Puruwehua translated, and the shaman searched Jaeger’s gaze intently. Then he nodded, briefly, a look of respect flashing through his eyes.

He lowered the pipe.

It was some time before Jaeger came back to his senses.

He was lying against his rucksack, eyes closed. After being forgiven the snuff pipe, he’d clearly fallen asleep – his full belly and the warmth of the spirit house lulling him into a deep rest. His mind remained a complete blank – all except for one mesmerising image that seemed seared across the inside of his eyelids.

It was a scene he’d clearly dreamed, one no doubt provoked by the close encounter with the shaman. It was one that he’d begun to think was a total impossibility, but right now it seemed so utterly real.

It was of a beautiful green-eyed woman, a child standing protectively at her side. The woman had been speaking, her voice calling to him from across the missing years. And the child – he’d seemed so much taller. In fact he’d seemed the right height for an eleven-year-old boy.

And he was even more the spitting image of William Jaeger.

53

Jaeger didn’t have long to ponder this extraordinarily haunting dream. By now the snuff pipe had done the full round of the spirit house, and the Amahuaca chief came to join him and his team. He began to talk, Puruwehua translating, and the gravity of what he was saying demanded all their attention.

‘Many moons ago – too many for we Amahuaca to remember – the white men first came. Strangers with fearful weapons journeyed into our lands. They captured a party of our warriors and took them to a remote part of the jungle. There they were forced under pain of death to fell the forest, and to drag the trees to one side.’

At first Jaeger was unsure whether the chief was relating a tribal myth, or the story of his people, or a vision inspired by the nyakwana .

‘They were made to clear all vegetation,’ the chief continued, ‘and to beat the ground as flat as if it were a river. All of this went against what we believe. If we do harm to the forest, we do harm to ourselves. We and the land are one: we share the same life force.
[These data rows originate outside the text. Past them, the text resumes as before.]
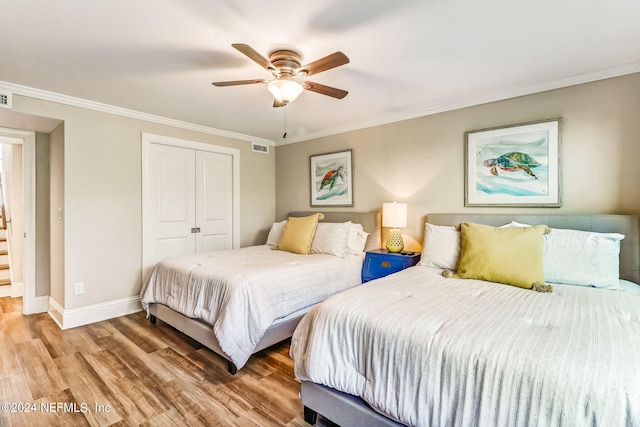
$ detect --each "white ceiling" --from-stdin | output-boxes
[0,0,640,144]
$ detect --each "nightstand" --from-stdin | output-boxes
[362,249,420,283]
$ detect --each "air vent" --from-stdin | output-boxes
[0,91,12,108]
[251,142,269,154]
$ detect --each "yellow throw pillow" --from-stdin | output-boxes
[455,222,546,289]
[274,213,324,254]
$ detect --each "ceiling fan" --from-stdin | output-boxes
[212,43,349,107]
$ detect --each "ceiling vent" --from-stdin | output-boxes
[0,91,13,108]
[251,142,269,154]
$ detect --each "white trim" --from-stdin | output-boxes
[0,62,640,146]
[276,62,640,147]
[0,127,36,314]
[49,296,142,330]
[0,81,274,145]
[141,132,240,283]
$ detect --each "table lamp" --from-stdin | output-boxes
[382,202,407,253]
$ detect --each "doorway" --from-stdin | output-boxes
[0,128,36,314]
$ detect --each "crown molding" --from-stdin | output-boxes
[275,62,640,147]
[0,81,275,146]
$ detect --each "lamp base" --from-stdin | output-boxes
[387,228,404,253]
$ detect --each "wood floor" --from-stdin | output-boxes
[0,297,334,427]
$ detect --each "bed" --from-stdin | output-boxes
[290,214,640,426]
[140,212,380,374]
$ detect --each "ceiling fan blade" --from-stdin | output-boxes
[302,82,349,99]
[231,43,278,72]
[297,52,349,76]
[211,79,267,87]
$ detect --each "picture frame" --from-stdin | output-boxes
[309,150,353,207]
[464,118,562,207]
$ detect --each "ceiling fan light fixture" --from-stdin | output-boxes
[267,79,304,104]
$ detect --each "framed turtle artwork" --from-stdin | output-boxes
[464,118,562,207]
[309,150,353,207]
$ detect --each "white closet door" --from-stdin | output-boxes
[148,144,196,262]
[195,151,233,252]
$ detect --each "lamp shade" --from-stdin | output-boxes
[382,202,407,228]
[267,79,303,104]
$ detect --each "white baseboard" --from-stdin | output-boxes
[0,285,11,298]
[49,296,142,329]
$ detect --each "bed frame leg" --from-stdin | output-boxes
[304,406,318,426]
[227,362,238,375]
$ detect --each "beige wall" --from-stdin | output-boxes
[8,95,275,310]
[275,74,640,249]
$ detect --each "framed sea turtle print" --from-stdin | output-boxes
[464,118,562,207]
[309,150,353,207]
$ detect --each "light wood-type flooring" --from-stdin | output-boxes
[0,297,333,427]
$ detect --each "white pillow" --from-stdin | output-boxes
[310,221,351,257]
[266,220,287,246]
[543,228,624,289]
[420,223,462,271]
[503,221,624,289]
[347,223,369,255]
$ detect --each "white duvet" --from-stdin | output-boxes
[291,266,640,427]
[140,245,362,369]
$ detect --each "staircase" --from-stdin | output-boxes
[0,205,11,286]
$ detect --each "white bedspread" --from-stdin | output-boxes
[291,266,640,427]
[140,245,362,369]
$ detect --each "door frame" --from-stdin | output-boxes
[0,127,36,314]
[141,132,240,283]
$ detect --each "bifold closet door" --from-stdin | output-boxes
[195,151,233,252]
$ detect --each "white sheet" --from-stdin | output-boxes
[291,266,640,427]
[140,245,362,369]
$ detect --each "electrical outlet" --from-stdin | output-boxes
[73,282,84,295]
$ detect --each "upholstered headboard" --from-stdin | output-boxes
[282,211,382,251]
[426,214,640,283]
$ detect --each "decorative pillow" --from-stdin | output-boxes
[544,228,624,289]
[311,221,351,258]
[273,213,324,254]
[347,223,369,255]
[455,222,546,289]
[503,221,624,289]
[420,223,461,271]
[266,219,287,246]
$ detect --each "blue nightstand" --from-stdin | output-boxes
[362,249,420,283]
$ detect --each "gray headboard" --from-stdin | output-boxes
[282,211,382,251]
[426,214,640,283]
Many sickened and died, but by then the strip of land had been cleared and the forest with it killed.’

The chief glanced at the open roof and the starlit sky above. ‘One night there came a giant monster of the heavens. It was a huge eagle of smoke, thunder and darkness. It pounced on that dead stretch of land and made its nest there. From its insides the sky monster disgorged more strangers. Those of our warriors who had survived were made to unload heavy cargoes from the belly of the beast.